Across Monday and Tuesday, while IT put its hand up, lending support to the Nifty, banks sulked. Banks sulked even on Wednesday, but recovered from the lows of the day, aiding in the index recovery.
But the prime contributor to the index recovery on Wednesday, turned out to be Reliance Industries, whose 50-plus-point contribution ensured that the Nifty ended in the green, despite a 200-point gap down at the start.
As the market moves into yet another weekly expiry session on Thursday, the range continues to remain the same for the Nifty.
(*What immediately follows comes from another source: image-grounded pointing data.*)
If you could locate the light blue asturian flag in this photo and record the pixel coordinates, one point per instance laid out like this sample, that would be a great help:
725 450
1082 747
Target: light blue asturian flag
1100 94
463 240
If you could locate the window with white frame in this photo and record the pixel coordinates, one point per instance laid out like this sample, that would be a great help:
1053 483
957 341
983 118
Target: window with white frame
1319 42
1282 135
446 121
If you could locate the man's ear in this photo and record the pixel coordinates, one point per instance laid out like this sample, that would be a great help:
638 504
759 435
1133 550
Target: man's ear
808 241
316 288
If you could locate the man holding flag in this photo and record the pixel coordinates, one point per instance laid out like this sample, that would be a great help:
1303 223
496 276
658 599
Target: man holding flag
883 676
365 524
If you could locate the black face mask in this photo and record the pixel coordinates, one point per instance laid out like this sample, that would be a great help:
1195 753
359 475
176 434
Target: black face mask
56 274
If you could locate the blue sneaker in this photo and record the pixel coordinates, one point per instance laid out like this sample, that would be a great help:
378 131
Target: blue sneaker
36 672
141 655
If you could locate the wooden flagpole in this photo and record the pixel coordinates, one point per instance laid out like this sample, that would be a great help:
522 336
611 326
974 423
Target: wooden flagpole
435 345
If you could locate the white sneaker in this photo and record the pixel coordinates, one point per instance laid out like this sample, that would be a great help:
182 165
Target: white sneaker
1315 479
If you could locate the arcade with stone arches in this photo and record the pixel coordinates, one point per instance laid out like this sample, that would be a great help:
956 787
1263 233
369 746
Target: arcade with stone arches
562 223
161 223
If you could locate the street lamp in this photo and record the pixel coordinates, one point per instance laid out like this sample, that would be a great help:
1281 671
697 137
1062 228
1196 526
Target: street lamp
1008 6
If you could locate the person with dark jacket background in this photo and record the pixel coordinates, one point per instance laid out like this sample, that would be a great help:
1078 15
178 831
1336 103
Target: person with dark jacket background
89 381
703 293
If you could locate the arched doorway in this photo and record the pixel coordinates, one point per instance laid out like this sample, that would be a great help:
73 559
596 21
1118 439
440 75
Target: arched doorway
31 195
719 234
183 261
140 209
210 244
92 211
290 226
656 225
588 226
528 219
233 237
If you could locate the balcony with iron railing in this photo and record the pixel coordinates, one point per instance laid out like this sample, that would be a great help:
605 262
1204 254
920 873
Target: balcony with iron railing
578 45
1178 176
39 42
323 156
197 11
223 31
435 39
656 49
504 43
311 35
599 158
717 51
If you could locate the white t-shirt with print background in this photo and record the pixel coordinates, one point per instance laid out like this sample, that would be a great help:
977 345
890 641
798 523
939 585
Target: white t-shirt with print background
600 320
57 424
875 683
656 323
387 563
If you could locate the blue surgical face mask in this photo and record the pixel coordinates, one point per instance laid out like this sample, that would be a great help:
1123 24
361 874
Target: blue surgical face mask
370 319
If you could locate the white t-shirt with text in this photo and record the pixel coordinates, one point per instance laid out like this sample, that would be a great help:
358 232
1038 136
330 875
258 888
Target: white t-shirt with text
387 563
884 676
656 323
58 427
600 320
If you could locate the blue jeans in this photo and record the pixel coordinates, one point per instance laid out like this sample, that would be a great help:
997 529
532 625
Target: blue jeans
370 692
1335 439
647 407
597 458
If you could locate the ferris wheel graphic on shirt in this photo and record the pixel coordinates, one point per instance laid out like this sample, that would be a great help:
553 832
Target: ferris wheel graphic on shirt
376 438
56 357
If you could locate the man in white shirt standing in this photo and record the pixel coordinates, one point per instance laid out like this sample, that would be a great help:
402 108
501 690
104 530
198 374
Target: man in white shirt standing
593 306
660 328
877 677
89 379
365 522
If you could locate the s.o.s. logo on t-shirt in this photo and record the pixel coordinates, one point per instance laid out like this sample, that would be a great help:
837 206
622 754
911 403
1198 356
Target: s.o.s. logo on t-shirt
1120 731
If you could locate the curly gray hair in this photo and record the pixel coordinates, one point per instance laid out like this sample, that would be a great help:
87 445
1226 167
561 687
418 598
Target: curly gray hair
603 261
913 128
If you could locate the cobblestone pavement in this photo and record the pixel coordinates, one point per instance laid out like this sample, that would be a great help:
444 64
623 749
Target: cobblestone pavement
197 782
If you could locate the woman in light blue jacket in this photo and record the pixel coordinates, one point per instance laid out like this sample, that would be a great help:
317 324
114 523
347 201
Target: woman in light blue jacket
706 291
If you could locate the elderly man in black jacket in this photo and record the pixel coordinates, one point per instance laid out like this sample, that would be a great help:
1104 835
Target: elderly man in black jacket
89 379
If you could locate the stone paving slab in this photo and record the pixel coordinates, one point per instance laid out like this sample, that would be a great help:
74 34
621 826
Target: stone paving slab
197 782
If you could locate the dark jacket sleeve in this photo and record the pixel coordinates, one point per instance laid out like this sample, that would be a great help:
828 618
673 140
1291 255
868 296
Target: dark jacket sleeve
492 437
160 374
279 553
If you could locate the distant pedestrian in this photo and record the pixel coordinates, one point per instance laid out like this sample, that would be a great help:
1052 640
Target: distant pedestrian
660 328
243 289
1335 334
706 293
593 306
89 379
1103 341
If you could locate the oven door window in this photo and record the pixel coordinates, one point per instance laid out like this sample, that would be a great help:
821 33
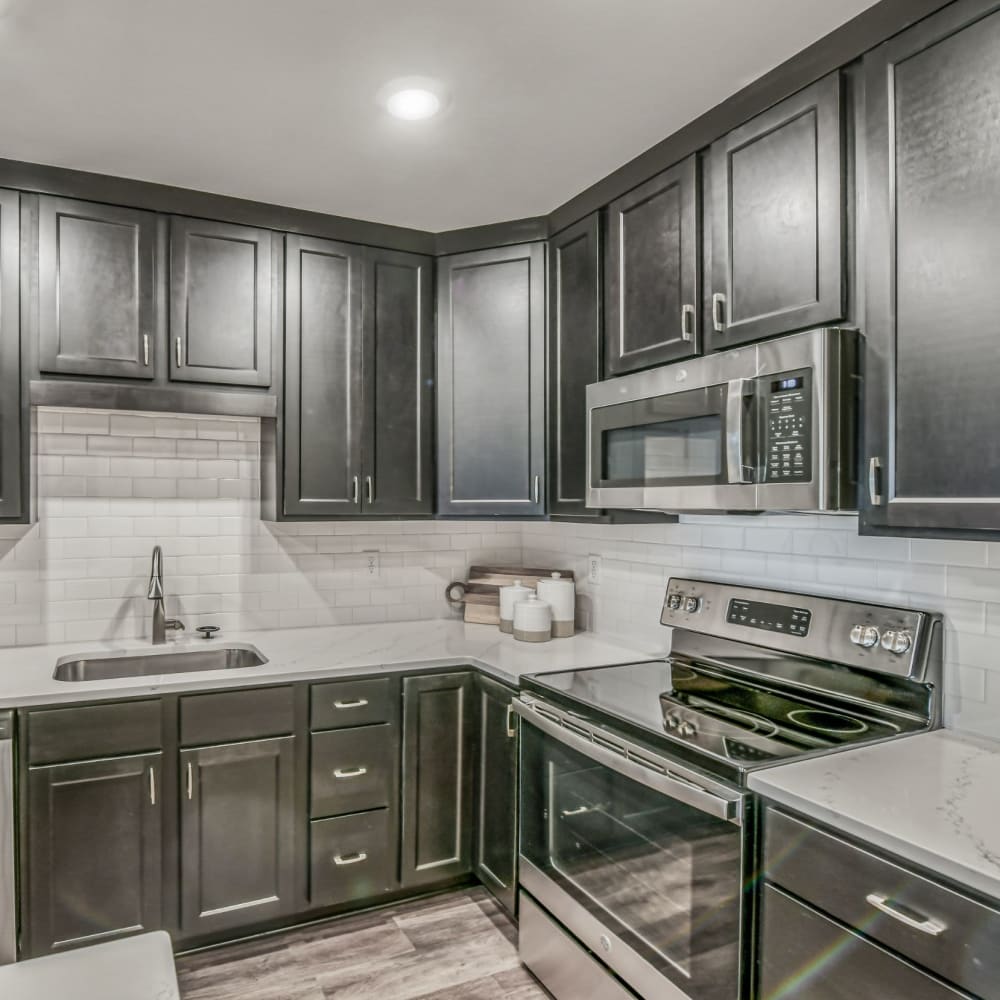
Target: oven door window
664 877
675 440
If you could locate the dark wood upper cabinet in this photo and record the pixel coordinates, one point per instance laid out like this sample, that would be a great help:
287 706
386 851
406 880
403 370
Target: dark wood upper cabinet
398 453
496 780
99 281
220 303
323 378
653 268
438 812
491 382
574 359
932 184
95 838
12 414
237 829
778 220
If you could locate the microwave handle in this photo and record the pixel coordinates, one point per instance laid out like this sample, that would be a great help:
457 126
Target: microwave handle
737 390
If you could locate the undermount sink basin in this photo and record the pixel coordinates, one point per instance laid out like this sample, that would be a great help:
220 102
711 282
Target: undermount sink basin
115 665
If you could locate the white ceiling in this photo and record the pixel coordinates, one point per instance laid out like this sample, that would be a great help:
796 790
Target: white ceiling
274 100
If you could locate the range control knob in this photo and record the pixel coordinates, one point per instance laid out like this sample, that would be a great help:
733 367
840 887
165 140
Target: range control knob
865 636
897 641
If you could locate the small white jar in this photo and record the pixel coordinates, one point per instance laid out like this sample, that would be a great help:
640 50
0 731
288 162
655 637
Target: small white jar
509 596
560 594
532 620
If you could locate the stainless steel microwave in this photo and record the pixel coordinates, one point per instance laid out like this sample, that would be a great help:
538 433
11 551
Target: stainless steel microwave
766 427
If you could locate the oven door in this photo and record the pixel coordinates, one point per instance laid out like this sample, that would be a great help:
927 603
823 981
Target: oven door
671 450
642 865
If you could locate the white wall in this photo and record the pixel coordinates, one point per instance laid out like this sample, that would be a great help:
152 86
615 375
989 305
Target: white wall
823 555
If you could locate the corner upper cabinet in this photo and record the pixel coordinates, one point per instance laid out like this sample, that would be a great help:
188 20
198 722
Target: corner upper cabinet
653 267
932 182
100 276
778 215
13 414
323 388
491 382
574 359
220 303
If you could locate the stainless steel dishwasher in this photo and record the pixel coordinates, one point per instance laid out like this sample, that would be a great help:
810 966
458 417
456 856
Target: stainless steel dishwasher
8 906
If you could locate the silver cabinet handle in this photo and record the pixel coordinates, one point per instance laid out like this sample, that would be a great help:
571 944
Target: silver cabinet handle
357 703
923 924
719 312
350 772
687 322
875 481
349 859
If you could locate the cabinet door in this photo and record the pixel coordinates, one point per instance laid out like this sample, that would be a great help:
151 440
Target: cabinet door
437 778
932 182
99 278
654 257
220 303
238 845
95 866
778 220
491 382
11 414
323 378
496 822
399 384
574 359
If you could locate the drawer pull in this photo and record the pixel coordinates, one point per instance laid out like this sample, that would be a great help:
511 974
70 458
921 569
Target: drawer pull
349 859
350 772
924 924
357 703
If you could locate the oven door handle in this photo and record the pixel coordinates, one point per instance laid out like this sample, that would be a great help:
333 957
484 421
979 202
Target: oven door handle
724 807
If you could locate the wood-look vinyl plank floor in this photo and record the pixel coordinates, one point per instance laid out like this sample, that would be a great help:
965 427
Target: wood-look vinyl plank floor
459 946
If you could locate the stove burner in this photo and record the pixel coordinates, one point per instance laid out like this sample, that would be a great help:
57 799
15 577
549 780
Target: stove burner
827 722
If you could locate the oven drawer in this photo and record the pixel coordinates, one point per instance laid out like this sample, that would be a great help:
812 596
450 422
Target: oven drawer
945 931
806 956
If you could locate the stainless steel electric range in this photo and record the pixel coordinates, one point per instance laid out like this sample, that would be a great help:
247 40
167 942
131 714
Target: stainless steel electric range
637 838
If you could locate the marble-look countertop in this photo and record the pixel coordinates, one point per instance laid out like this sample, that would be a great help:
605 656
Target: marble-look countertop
311 653
931 799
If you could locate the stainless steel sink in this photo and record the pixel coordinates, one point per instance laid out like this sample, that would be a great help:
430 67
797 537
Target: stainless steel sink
115 665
The index continues to find support between the 23,250 – 23,350 range, while 23,700 – 23,800 remains a barrier, where the 50-DMA is placed.
Another important aspect that remains a key monitorable is the currency moves and the bond yields, which crossed the 7.1% mark on Wednesday. The rupee too, continues to make new lows, and is closing in now on the mark of 97 against the US Dollar.
Thursday’s session will also see the market react to results from Ola Electric, Lenskart, Jubilant Foodworks, Sammaan Capital, Whirlpool, Apollo Hospitals, Bosch and others.
The penultimate trading session of the week will also see ITC, Aurobindo Pharma, LG Electronics, Bikaji Foods, Sun TV, VA Tech Wabag, Prestige Estates, GAIL, Engineers India, report their results.
Key Levels To Watch
“Going ahead, the immediate support for Nifty is placed in the 23500-23450 zone. Any sustainable move below this zone could result in Nifty extending its weakness towards 23300, followed by 23150 in the short term. On the upside, the immediate resistance for Nifty is placed in the 23800-23850 zone, which coincides with the 20-day EMA,” Sudeep Shah of SBI Securities said.
For the Nifty, the 20-Day Exponential Moving Average (DEMA) and the 50-DEMA are in a bearish crossover, while the momentum indicators are also in a bearish crossover, according to Rupak De of LKP Securities. He went on to add that the weak sentiments will continue in the market till the Nifty remains below the 23,800 mark. However, a decisive move above 23,800 can take the Nifty further higher, while panic selling could be triggered if the index moves decisively below 23,400, he added.
The Nifty Bank gained only for the second time in the last nine trading sessions. However, the bulls will be pleased with the fact that the index closed near the highest point of the day. The 52,750 – 53,000 zone continues to remain a key support point for the index, while 54,000 on the upside remains a major hurdle. Despite this recovery, the index has been making lower highs on the daily charts for four straight sessions.
“The overall setup suggests Nifty Bank is currently undergoing a consolidation phase before the next directional move. As long as the index sustains above 53,000, a range-bound buy-on-dips strategy near support zones may remain favourable for pullback targets towards 54,000 – 54,500, while a decisive break-down below 53,000 could again trigger fresh weakness towards 52,500 levels,” said Dhupesh Dhameja of SAMCO Securities.